Wednesday, July 4, 2018

The Trembling Giant

Pando (Latin for "spread out"), also known as the Trembling Giant, is a clonal colony of an individual male quaking aspen (Populus tremuloides) determined to be a single living organism by identical genetic markers and assumed to have one massive underground root system. The plant occupies 43 hectares (106 acres) and is estimated to weigh collectively 6,000,000 kilograms (6,600 short tons), making it the heaviest known organism.

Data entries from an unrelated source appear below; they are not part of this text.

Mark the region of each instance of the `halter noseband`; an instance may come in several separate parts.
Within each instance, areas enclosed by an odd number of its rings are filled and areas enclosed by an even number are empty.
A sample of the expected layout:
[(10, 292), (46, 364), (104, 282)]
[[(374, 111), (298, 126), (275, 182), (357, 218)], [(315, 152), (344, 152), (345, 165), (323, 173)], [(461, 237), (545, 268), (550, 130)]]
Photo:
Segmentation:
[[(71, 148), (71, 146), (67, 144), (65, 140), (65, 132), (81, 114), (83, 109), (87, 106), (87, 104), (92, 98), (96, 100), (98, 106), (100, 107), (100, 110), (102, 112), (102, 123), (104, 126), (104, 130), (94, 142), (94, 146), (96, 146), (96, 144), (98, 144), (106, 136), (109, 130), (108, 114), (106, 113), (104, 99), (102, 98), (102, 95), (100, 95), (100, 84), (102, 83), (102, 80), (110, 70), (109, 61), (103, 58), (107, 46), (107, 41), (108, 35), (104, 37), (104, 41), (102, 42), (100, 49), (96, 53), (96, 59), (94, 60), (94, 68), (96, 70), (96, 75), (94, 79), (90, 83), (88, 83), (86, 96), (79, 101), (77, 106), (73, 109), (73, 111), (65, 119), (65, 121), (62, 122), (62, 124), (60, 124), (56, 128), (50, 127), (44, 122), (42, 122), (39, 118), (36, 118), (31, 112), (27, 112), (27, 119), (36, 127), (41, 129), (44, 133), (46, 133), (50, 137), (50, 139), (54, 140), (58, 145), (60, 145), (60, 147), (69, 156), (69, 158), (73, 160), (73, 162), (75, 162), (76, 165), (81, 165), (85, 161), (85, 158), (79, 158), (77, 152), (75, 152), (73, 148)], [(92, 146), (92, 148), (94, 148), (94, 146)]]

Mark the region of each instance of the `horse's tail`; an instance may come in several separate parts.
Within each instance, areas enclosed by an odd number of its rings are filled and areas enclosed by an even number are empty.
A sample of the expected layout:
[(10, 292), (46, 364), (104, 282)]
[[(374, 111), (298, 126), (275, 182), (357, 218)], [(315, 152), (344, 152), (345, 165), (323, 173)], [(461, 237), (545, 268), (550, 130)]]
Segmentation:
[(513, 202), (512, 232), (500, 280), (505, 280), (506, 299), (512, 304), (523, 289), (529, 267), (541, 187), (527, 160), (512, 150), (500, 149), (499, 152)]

The root system of Pando, at an estimated 80,000 years old, is among the oldest known living organisms.

Pando is located 1 mile (1.6 km) southwest of Fish Lake on Utah State Route 25, in the Fremont River Ranger District of the Fishlake National Forest, at the western edge of the Colorado Plateau in south-central Utah, United States.

The clone now known as Pando was discovered in 1968 by researcher Burton V. Barnes, who continued to study it through the 1970s. Barnes had described Pando as a single organism based on its morphological characteristics alone; molecular techniques and methods developed since that time have largely substantiated those conclusions. Building on Barnes's earlier work, Michael Grant of the University of Colorado at Boulder re-examined the clone, named it "Pando", and claimed it to be the world's most massive organism in 1992. In 2006 the United States Postal Service published a stamp in commemoration of the aspen, calling it one of the forty "Wonders of America."